The Solution: OODA Reflection Engine
We extracted the inline reflection logic into a standalone module — lib/core/OODAReflection.py — implementing the military decision-making framework: Observe → Orient → Decide → Act. The engine watches every tool call and makes intelligent decisions about when to stop and synthesize.
Key Features
1. Duplicate Call Detection
The engine tracks tool names + arguments using a signature hash. If an agent calls web_search("news today") twice, it injects a system message: "You've already called this tool with these arguments. Try a different approach or synthesize what you have." This alone eliminated 60% of wasted turns.
2. Error-Accelerated Thresholds
Each error reduces the reflection threshold by 1 turn. If the default threshold is 3 turns and 2 errors occur, reflection triggers after just 1 successful tool call. The system adapts faster when things go wrong.
3. Progressive Micro-Reflections
At 50% of the reflection budget, the engine injects a checkpoint message: "You've used half your tool calls. Assess: do you have enough data to answer, or do you need one more targeted search?" This prevents the all-or-nothing pattern where agents either stop too early or run to exhaustion.
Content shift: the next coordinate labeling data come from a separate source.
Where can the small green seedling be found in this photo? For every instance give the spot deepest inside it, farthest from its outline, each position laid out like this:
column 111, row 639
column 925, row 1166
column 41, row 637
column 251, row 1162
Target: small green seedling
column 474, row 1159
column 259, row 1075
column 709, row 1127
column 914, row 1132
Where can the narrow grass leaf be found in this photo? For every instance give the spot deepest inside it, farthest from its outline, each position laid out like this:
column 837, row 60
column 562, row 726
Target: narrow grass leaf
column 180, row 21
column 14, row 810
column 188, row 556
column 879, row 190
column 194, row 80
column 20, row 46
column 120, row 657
4. Task-Type-Aware Synthesis
The engine categorizes tool usage (search, execution, delegation) and generates different synthesis instructions per category. Search-heavy tasks get citation-focused prompts. Coding tasks get implementation-focused prompts. Mixed tasks get comparative analysis prompts.
5. Data-Driven Synthesis
When reflection triggers, the engine collects all gathered data from tool results and injects it into the synthesis prompt. The LLM doesn't have to remember what it found — the OODA engine feeds it the complete evidence package, with tools stripped so the LLM must synthesize rather than make another call.
Results
After the fix: 4 turns, 19 seconds, confidence 1.0, real synthesized content with source links.
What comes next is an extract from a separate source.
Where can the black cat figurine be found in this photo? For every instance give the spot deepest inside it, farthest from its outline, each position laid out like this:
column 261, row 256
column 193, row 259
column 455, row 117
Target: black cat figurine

| Metric | Before | After |
|---|---|---|
| Turns | 25 | 4 |
| Duration | 86s | 19s |
| Confidence | 0.0 | 1.0 |
| Content | Empty / error | Real synthesis with links |
Architecture Integration
The OODAReflection class exposes a single API: observe(tool_calls, tool_results) which returns a ReflectionAction dataclass with flags for message injection, tool stripping, and loop termination. This replaced ~120 lines of inline logic in AgentRuntime._react_loop() with a clean 20-line integration.
OODA stats now flow through runtime.get_status() into ChatResponse.metadata, so the Orchestrator has full visibility into the reflection state of every agent task. Every component that uses AgentRuntime — Genesis, Demiurge, all specialist agents — automatically gets OODA reflection. No per-agent configuration needed.
What's Next
The OODA engine is the foundation for more sophisticated agent behaviors: adaptive turn budgets based on task complexity, cross-agent reflection sharing via FluxEmitter, and RLM-driven threshold tuning where the system learns optimal reflection points from production data. The loop that learns when to stop thinking is the loop that starts thinking better.